2. Right to Jury Trial

Rohner argues that his waiver of the right to a jury trial was not knowing or intelligent. The trial judge asked Rohner if he wished to waive his right to a jury trial. He contends that his response, "Yeah, [a bench trial will] make it shorter," provides a specific example of his lack of understanding of the importance of a trial by jury. Rohner claims that had he been represented by counsel, the court's inquiry into his understanding of this right would have been sufficient. Because he was unrepresented, however, Rohner argues, the pretrial judge and, certainly, the trial judge should have given him an opportunity to consult with counsel before accepting the waiver of his right to a jury trial.

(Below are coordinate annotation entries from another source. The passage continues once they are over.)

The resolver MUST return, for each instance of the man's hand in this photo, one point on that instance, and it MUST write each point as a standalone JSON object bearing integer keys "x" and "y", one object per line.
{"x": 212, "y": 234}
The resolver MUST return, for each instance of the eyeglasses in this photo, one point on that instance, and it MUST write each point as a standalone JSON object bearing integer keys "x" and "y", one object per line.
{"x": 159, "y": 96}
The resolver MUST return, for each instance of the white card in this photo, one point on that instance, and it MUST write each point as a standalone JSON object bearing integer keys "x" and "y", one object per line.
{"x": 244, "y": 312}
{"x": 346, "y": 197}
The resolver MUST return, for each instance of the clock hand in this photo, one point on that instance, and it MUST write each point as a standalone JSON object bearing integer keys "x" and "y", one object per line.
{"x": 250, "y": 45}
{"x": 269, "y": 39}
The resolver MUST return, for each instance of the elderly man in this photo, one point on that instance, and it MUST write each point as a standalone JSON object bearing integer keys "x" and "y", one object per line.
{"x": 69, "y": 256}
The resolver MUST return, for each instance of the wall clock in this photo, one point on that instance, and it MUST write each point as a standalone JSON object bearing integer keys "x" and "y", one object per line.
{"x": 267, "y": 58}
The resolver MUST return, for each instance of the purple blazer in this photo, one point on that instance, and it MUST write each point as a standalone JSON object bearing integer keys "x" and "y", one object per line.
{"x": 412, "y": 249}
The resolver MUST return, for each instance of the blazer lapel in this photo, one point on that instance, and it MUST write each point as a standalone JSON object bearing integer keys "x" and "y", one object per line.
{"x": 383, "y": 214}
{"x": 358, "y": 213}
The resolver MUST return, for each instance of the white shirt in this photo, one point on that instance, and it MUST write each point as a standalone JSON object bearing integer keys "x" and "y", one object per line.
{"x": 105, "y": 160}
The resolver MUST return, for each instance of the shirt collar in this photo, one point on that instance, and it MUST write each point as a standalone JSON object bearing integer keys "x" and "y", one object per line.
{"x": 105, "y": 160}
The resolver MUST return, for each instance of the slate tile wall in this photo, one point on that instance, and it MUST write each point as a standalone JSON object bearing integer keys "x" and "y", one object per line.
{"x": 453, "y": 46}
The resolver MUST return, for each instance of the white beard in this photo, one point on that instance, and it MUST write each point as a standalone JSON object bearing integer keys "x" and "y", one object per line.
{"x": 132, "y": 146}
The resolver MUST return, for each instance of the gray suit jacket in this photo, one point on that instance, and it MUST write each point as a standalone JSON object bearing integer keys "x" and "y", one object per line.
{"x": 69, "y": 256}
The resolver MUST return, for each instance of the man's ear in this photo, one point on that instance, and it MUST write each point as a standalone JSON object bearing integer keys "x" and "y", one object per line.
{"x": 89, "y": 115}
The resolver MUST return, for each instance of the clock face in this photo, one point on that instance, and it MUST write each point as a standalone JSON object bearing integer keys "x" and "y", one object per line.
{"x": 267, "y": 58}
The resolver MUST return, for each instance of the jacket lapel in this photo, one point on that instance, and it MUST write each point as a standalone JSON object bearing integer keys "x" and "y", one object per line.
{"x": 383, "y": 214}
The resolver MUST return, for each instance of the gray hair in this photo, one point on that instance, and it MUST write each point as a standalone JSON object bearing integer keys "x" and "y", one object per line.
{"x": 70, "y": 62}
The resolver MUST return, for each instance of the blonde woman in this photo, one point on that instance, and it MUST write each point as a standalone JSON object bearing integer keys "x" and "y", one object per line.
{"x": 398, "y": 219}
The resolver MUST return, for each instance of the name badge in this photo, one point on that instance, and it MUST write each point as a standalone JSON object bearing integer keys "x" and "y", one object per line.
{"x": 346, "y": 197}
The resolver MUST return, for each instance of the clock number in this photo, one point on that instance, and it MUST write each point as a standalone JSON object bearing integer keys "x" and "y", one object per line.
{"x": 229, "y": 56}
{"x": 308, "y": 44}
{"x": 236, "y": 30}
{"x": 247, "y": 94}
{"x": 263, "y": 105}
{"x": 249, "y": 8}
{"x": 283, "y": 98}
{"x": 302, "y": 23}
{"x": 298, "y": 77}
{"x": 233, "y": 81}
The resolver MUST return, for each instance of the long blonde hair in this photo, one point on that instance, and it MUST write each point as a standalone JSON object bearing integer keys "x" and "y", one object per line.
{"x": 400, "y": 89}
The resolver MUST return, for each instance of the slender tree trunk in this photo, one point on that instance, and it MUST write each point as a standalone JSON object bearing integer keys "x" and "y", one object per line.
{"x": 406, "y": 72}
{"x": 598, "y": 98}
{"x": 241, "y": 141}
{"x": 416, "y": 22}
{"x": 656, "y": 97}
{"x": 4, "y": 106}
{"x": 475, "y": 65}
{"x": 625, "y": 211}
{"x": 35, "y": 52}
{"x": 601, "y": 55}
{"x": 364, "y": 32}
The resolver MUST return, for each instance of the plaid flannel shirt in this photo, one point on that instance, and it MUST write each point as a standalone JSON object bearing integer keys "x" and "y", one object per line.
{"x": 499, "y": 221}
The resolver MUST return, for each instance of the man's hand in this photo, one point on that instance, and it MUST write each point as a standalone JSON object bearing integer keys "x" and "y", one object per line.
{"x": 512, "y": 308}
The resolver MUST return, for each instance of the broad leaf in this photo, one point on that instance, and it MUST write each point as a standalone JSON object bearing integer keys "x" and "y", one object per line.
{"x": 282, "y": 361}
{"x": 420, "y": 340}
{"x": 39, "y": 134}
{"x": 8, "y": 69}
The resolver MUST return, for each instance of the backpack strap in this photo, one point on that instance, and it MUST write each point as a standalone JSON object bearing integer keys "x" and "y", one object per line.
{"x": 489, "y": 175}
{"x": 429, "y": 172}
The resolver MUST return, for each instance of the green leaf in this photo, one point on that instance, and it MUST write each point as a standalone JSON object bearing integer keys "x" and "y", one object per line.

The defendant, with the approval of the court, may waive jury trial provided the defendant does so personally in writing or orally upon the record in open court, after being advised by the court of the right to trial by jury and after having had an opportunity to consult with counsel.

Minn. R. Crim. P. 26.01, subd. 1(2)(a). The waiver of a jury trial must be knowing, intelligent, and voluntary. See State v. Pietraszewski, 283 N.W.2d 887, 890 (Minn. 1979). The trial court "should be satisfied that defendant was informed of his rights and that the waiver was voluntary." Id. The focus of the judge's inquiry into the waiver is to determine whether the defendant understands the basic elements of a jury trial. See Commonwealth v. DeGeorge, 485 A.2d 1089, 1091 (1984).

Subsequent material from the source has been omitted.